Many homeowners have avoided some very costly leak issues by having their roof checked every three to five years. Because our homes are inundated with 3.25 feet of rainfall each year combined with our normal 20-30 mph Southwest winds, it just makes sense to give the roof a checkup. Prevention is always a safe investment when it comes to your home. This “Well Care Plan” checkup is a Roof Life of Oregon specialty and we have been perfecting it since March 4th, 1983.
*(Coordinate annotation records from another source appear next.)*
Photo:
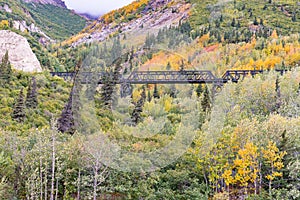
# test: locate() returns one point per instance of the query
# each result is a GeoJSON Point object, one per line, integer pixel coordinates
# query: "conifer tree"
{"type": "Point", "coordinates": [136, 114]}
{"type": "Point", "coordinates": [31, 98]}
{"type": "Point", "coordinates": [109, 83]}
{"type": "Point", "coordinates": [5, 69]}
{"type": "Point", "coordinates": [70, 117]}
{"type": "Point", "coordinates": [19, 108]}
{"type": "Point", "coordinates": [206, 103]}
{"type": "Point", "coordinates": [155, 92]}
{"type": "Point", "coordinates": [173, 91]}
{"type": "Point", "coordinates": [278, 95]}
{"type": "Point", "coordinates": [168, 66]}
{"type": "Point", "coordinates": [199, 90]}
{"type": "Point", "coordinates": [116, 50]}
{"type": "Point", "coordinates": [149, 97]}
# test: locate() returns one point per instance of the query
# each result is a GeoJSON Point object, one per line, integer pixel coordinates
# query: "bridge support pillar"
{"type": "Point", "coordinates": [125, 90]}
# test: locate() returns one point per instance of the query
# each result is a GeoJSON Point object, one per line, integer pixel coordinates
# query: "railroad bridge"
{"type": "Point", "coordinates": [165, 77]}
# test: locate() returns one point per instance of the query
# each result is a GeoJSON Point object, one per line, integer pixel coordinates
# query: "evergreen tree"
{"type": "Point", "coordinates": [173, 91]}
{"type": "Point", "coordinates": [149, 98]}
{"type": "Point", "coordinates": [255, 22]}
{"type": "Point", "coordinates": [31, 98]}
{"type": "Point", "coordinates": [278, 95]}
{"type": "Point", "coordinates": [233, 22]}
{"type": "Point", "coordinates": [136, 114]}
{"type": "Point", "coordinates": [155, 92]}
{"type": "Point", "coordinates": [168, 66]}
{"type": "Point", "coordinates": [5, 69]}
{"type": "Point", "coordinates": [294, 17]}
{"type": "Point", "coordinates": [206, 103]}
{"type": "Point", "coordinates": [19, 108]}
{"type": "Point", "coordinates": [109, 80]}
{"type": "Point", "coordinates": [199, 90]}
{"type": "Point", "coordinates": [181, 67]}
{"type": "Point", "coordinates": [70, 117]}
{"type": "Point", "coordinates": [116, 50]}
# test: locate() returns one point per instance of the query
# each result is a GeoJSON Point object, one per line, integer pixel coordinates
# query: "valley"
{"type": "Point", "coordinates": [159, 99]}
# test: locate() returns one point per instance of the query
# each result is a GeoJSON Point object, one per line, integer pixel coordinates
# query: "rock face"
{"type": "Point", "coordinates": [156, 15]}
{"type": "Point", "coordinates": [52, 2]}
{"type": "Point", "coordinates": [20, 54]}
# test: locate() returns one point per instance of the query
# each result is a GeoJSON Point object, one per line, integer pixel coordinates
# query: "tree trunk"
{"type": "Point", "coordinates": [95, 183]}
{"type": "Point", "coordinates": [53, 166]}
{"type": "Point", "coordinates": [41, 178]}
{"type": "Point", "coordinates": [78, 185]}
{"type": "Point", "coordinates": [46, 181]}
{"type": "Point", "coordinates": [56, 190]}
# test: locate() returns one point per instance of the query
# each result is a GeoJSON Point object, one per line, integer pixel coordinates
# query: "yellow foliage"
{"type": "Point", "coordinates": [274, 34]}
{"type": "Point", "coordinates": [4, 24]}
{"type": "Point", "coordinates": [246, 165]}
{"type": "Point", "coordinates": [274, 158]}
{"type": "Point", "coordinates": [168, 104]}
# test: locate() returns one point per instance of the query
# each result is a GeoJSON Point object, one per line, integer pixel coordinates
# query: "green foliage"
{"type": "Point", "coordinates": [31, 98]}
{"type": "Point", "coordinates": [19, 108]}
{"type": "Point", "coordinates": [58, 23]}
{"type": "Point", "coordinates": [5, 70]}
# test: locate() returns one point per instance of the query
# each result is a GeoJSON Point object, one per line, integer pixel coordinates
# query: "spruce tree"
{"type": "Point", "coordinates": [66, 122]}
{"type": "Point", "coordinates": [199, 90]}
{"type": "Point", "coordinates": [116, 50]}
{"type": "Point", "coordinates": [31, 98]}
{"type": "Point", "coordinates": [155, 92]}
{"type": "Point", "coordinates": [136, 114]}
{"type": "Point", "coordinates": [149, 97]}
{"type": "Point", "coordinates": [109, 81]}
{"type": "Point", "coordinates": [278, 94]}
{"type": "Point", "coordinates": [19, 108]}
{"type": "Point", "coordinates": [5, 69]}
{"type": "Point", "coordinates": [168, 66]}
{"type": "Point", "coordinates": [173, 91]}
{"type": "Point", "coordinates": [70, 116]}
{"type": "Point", "coordinates": [206, 103]}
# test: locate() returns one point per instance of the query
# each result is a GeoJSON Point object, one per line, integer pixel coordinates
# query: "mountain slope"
{"type": "Point", "coordinates": [50, 17]}
{"type": "Point", "coordinates": [138, 18]}
{"type": "Point", "coordinates": [219, 17]}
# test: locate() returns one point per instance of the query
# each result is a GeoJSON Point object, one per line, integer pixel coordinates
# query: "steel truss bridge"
{"type": "Point", "coordinates": [164, 77]}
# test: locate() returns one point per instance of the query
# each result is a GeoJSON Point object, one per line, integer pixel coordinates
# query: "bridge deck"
{"type": "Point", "coordinates": [167, 77]}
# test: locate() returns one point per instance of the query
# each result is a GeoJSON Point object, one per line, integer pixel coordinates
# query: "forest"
{"type": "Point", "coordinates": [61, 139]}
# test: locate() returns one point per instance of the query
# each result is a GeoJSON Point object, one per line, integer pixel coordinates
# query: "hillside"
{"type": "Point", "coordinates": [221, 18]}
{"type": "Point", "coordinates": [50, 19]}
{"type": "Point", "coordinates": [78, 139]}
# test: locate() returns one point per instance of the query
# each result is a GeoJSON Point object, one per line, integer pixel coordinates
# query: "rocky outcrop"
{"type": "Point", "coordinates": [52, 2]}
{"type": "Point", "coordinates": [157, 14]}
{"type": "Point", "coordinates": [6, 8]}
{"type": "Point", "coordinates": [20, 54]}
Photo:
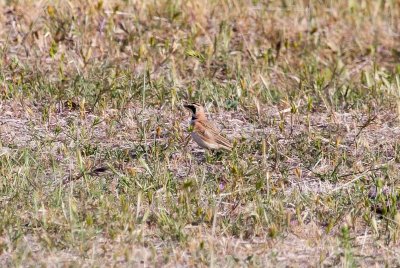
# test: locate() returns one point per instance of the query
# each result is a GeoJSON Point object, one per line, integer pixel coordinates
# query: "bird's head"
{"type": "Point", "coordinates": [196, 109]}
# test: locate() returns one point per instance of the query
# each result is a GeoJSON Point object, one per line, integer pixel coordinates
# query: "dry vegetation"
{"type": "Point", "coordinates": [96, 168]}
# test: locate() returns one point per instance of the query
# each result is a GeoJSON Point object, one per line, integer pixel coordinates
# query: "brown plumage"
{"type": "Point", "coordinates": [204, 132]}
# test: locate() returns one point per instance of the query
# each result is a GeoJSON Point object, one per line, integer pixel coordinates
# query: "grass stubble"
{"type": "Point", "coordinates": [95, 164]}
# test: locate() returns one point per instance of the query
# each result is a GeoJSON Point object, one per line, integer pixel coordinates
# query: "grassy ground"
{"type": "Point", "coordinates": [95, 164]}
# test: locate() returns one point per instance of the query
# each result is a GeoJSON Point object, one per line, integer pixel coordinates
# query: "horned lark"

The issue of concern in today’s blog is pipe flashing failure. You can see in the video this pipe flashing is worn out. Once the rubber is cracked or compromised water flowing down the roof will enter the home essentially undetected. Pipe flashings are most commonly used to secure the area of the roof where plumbing pipes exit through the roof top. When your home was originally built, plumbing pipes where installed throughout the house and the vent pipes which protrude through the roof are part of that system. These vent pipes allow air to be drawn in, so that the water in your sinks, tubs and toilets can discharge and the system can drain correctly. When the pipes are installed through the roof, they are typically flashed in with a metal base plate with a neoprene seal to accommodate whatever size pipe it happens to be. Most homes use this type of pipe flashing and the average life span in Portland, Oregon is 12 years. (There are other types of pipe flashings that can be used that have a longer service life).
Left unfound or unrepaired, these failed flashings allow water to enter through the roof and travel down the pipes, behind the walls, as they make their way towards the toilets, sinks, and tubs and begin to rot the wood structure in your home. If the pipe has a bend in it, the water could drop off the pipe causing a stain in your ceiling.
From our experience it seems that there have been varied grades of neoprene used over the years by different manufactures as not all pipes fail in that average time of 12 years. Directional exposure and pitch of roof also make a difference. Additionally, the South and West sides of the roof are exposed to more direct sunlight and therefore super heat causing premature breakdown of the pipe flashing. Using a low slope pipe flashing on a steep slope roof is often a cause of failure too.
The solution of course is varied but always correct. Depending on the age of your current roof, we might reinstall another universal style pipe flashing getting your roof to the end of its service life. If it was a miss application, we will re-install a new correct pipe for the job.
Some people think that caulking the pipe flashings and not replacing it is the answer. In our history at Roof Life of Oregon we have learned that it can be cheaper to do that in the short run. However, because the fix is only temporary, it will often fail in the middle of maintenance cycle causing unnecessary stress and costly repairs.
We think it is best to just replace them.